La militante égyptienne pour les droits de la femme Iqbal Baraka : le niqab est une « ruse employée par des voleurs et des voyous pour mener à bien d’autres crimes » ; Erdogan porte un « masque ». 
Ci-dessous des extraits d’une interview de la militante pour les droits des femmes Iqbal Baraka, présidente pour l’Egypte de l’association internationale des écrivains « International Pen ». L’entretien a été diffusé sur la télévision Al-Hayat, le 29 mai 2011.


« Il nous faut quelqu’un… qui croie en la révolution et soit issu des rangs de la révolution »

Iqbal Baraka : J’ai le sentiment que bien que les gens soient satisfaits de Dr Essam Sharaf [Premier ministre égyptien], ce dernier n’est pas assez révolutionnaire, et a un rythme très lent. Il n’a pas [l’envergure] d’un dirigeant révolutionnaire. Un dirigeant révolutionnaire doit être un homme fort et puissant, qui croit avec ferveur en la révolution, et qui n’a pas peur. […]

Ce n’est pas la bonne période pour Essam Sharaf. Il est fait pour des temps plus calmes, pour l’époque où nous pouvions voyager en Afrique, embrasser les gens sur la tête, créer une ceinture verte autour de l’Egypte, etc… [pour la] relaxation. Mais nous traversons une époque dangereuse. Nous nous trouvons à un carrefour terrifiant. C’est impossible [pour lui] à présent.

Interviewer : Vous pensez que notre époque nécessite plus de fermeté…

Iqbal Baraka : C’est évident. Il nous faut quelqu’un faisant preuve de fermeté et de force, qui croie en la révolution et soit issu des rangs de la révolution.

Interviewer : Certains disent que l’attitude du Dr Essam Sharaf correspond bien à nos besoins politiques actuels.

Iqbal Baraka : Personnellement, il ne m’enthousiasme pas. Non. Permettez-moi de vous dire que quand des crimes sont commis et que personne n’a de comptes à rendre, n’est poursuivi ou puni, on ne peut parler de politique. C’est une déception.

Il est inconcevable que des gens, tribus ou groupes s’allongent sur les voies ferrées pour empêcher les touristes d’arriver à Luxor ou Aswan ou revenir du Caire. Ils ont forcé toute l’Egypte à s’interrompre, pour une raison qui atteint le summum de la stupidité et de la bêtise : leur refus d’accepter un gouverneur [copte]. Ils l’ont dit haut et fort. J’aurais aimé qu’ils ne l’admettent pas. Ils auraient dû être immédiatement punis. Ils auraient tous dû être rassemblés et poursuivis en justice.

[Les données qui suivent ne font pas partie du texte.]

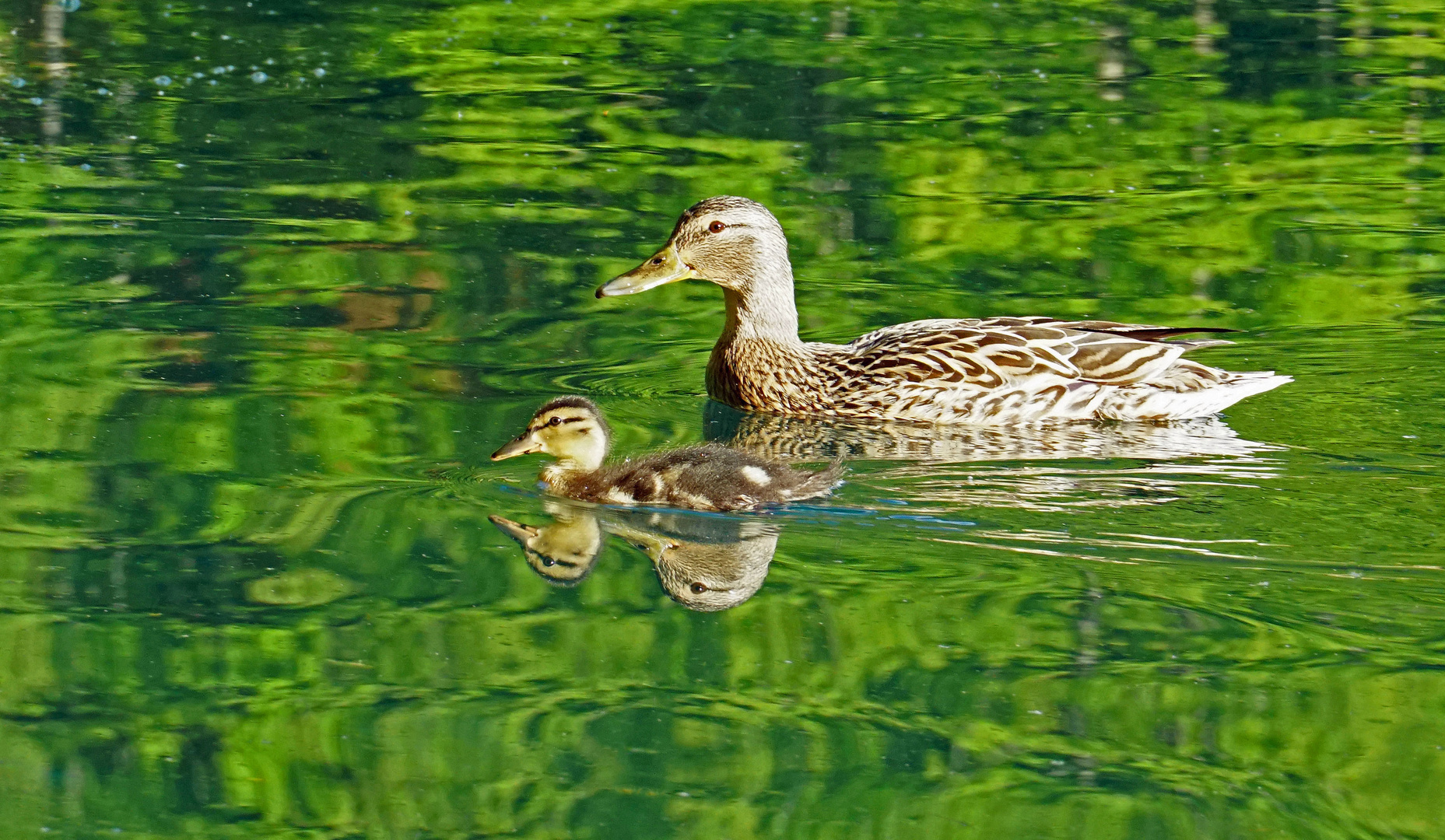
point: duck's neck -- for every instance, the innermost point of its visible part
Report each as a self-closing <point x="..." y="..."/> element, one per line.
<point x="765" y="312"/>
<point x="566" y="471"/>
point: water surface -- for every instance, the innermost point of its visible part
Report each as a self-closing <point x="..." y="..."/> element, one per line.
<point x="275" y="278"/>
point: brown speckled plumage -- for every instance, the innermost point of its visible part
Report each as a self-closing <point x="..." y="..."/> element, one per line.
<point x="998" y="369"/>
<point x="701" y="478"/>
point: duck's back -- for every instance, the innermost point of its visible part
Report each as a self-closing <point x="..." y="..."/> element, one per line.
<point x="1000" y="369"/>
<point x="707" y="478"/>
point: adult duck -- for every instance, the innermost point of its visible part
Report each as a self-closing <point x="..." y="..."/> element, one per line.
<point x="996" y="369"/>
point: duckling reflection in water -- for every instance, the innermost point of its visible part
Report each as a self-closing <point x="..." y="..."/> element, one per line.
<point x="564" y="551"/>
<point x="704" y="565"/>
<point x="701" y="478"/>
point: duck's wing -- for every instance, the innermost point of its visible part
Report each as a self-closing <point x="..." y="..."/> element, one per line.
<point x="990" y="352"/>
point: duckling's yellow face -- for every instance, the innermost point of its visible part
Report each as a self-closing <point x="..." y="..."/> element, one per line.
<point x="727" y="240"/>
<point x="570" y="429"/>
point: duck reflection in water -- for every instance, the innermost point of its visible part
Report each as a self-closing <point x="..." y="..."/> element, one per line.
<point x="1040" y="467"/>
<point x="707" y="563"/>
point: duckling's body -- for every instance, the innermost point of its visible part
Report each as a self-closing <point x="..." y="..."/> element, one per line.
<point x="700" y="478"/>
<point x="999" y="369"/>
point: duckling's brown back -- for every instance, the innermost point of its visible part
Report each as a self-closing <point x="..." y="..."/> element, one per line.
<point x="713" y="478"/>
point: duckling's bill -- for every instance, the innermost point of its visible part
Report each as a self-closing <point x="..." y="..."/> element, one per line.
<point x="525" y="445"/>
<point x="664" y="268"/>
<point x="515" y="530"/>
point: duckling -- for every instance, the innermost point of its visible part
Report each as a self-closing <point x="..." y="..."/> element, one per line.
<point x="986" y="371"/>
<point x="701" y="478"/>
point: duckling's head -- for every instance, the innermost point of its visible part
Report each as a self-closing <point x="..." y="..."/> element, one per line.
<point x="570" y="429"/>
<point x="728" y="240"/>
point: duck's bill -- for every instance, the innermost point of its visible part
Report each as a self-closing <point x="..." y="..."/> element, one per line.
<point x="664" y="268"/>
<point x="519" y="446"/>
<point x="515" y="530"/>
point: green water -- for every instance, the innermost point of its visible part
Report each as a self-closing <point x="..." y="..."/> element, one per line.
<point x="276" y="278"/>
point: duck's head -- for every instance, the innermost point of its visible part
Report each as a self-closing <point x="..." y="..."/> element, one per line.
<point x="570" y="429"/>
<point x="727" y="240"/>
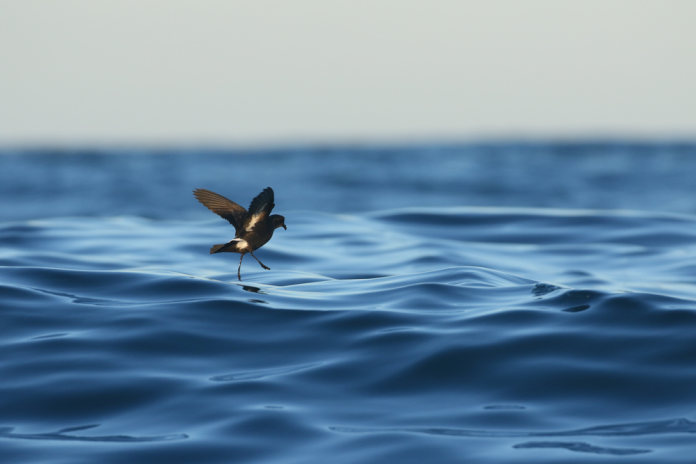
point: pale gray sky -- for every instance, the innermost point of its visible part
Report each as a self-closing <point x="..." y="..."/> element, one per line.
<point x="264" y="72"/>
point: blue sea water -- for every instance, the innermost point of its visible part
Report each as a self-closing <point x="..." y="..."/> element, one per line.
<point x="509" y="303"/>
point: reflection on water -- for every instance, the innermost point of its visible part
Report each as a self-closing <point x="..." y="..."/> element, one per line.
<point x="495" y="334"/>
<point x="498" y="335"/>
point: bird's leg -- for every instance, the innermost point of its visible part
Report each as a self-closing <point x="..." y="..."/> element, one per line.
<point x="262" y="265"/>
<point x="239" y="269"/>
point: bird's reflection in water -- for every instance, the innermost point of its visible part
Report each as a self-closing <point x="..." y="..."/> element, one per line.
<point x="252" y="289"/>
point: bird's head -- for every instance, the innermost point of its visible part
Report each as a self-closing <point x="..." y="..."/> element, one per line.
<point x="278" y="221"/>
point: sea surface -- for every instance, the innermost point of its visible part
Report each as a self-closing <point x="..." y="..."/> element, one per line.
<point x="501" y="303"/>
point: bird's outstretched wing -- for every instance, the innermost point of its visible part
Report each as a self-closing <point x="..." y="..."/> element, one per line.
<point x="226" y="209"/>
<point x="260" y="209"/>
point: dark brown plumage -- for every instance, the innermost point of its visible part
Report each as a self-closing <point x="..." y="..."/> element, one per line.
<point x="254" y="228"/>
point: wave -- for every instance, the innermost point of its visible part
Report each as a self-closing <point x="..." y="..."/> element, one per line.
<point x="373" y="339"/>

« Pourquoi le gouverneur devrait-il être officier de police ? Il pourrait être professeur d’université, journaliste, avocat, docteur »

Interviewer : Que pensez-vous de la décision de geler la nomination du gouverneur ?

Iqbal Baraka : Il y avait plusieurs [bonnes] raisons de s’opposer à sa nomination. Il vient de l’agence nationale de la sécurité. Pourquoi ? C’est la première grosse erreur. Pourquoi nous amener l’un de ces individus dont la véritable nature a été révélée au grand jour ? Pour quelles raisons ? Pourquoi le gouverneur devrait-il être un officier de police ? Il pourrait être professeur d’université, journaliste, avocat, docteur… Pourquoi ? Je ne comprends pas. Ce choix était déjà une erreur. Il y a trois ou quatre [bonnes] raisons qui font que cet homme ne devrait pas être gouverneur, mais ils ont choisi [de se focaliser] sur une raison défectueuse et honteuse, sur le fait qu’il soit copte. Qu’est-ce que c’est que cette bêtise ? A mon avis, Dr Essam Sharaf devrait lui-même être poursuivi en justice.

Interviewer : En justice ?

Iqbal Baraka : Tout à fait. Il est responsable, donc comment peut-il les laisser s’en tirer à si bon compte ?

C’est une révolution libérale et démocratique, qui accepte toute personne, du moment qu’elle a été élue par le peuple. Avons-nous élu les salafistes pour nous gouverner ? Que se passe-t-il ? Essam Sharaf et ses ministres n’ont pas le droit de recourir à l’aide de ces gens.

Interviewer : Nombreux sont ceux qui ont reproché au Dr Sharaf de rechercher l’aide des cheikhs salafistes pour résoudre certains problèmes…

Iqbal Baraka : C’est une faute impardonnable. Malheureusement, les médias d’Etat font un bon accueil à ces gens-là, qu’ils transforment en super stars. Ils s’aplatissent devant eux.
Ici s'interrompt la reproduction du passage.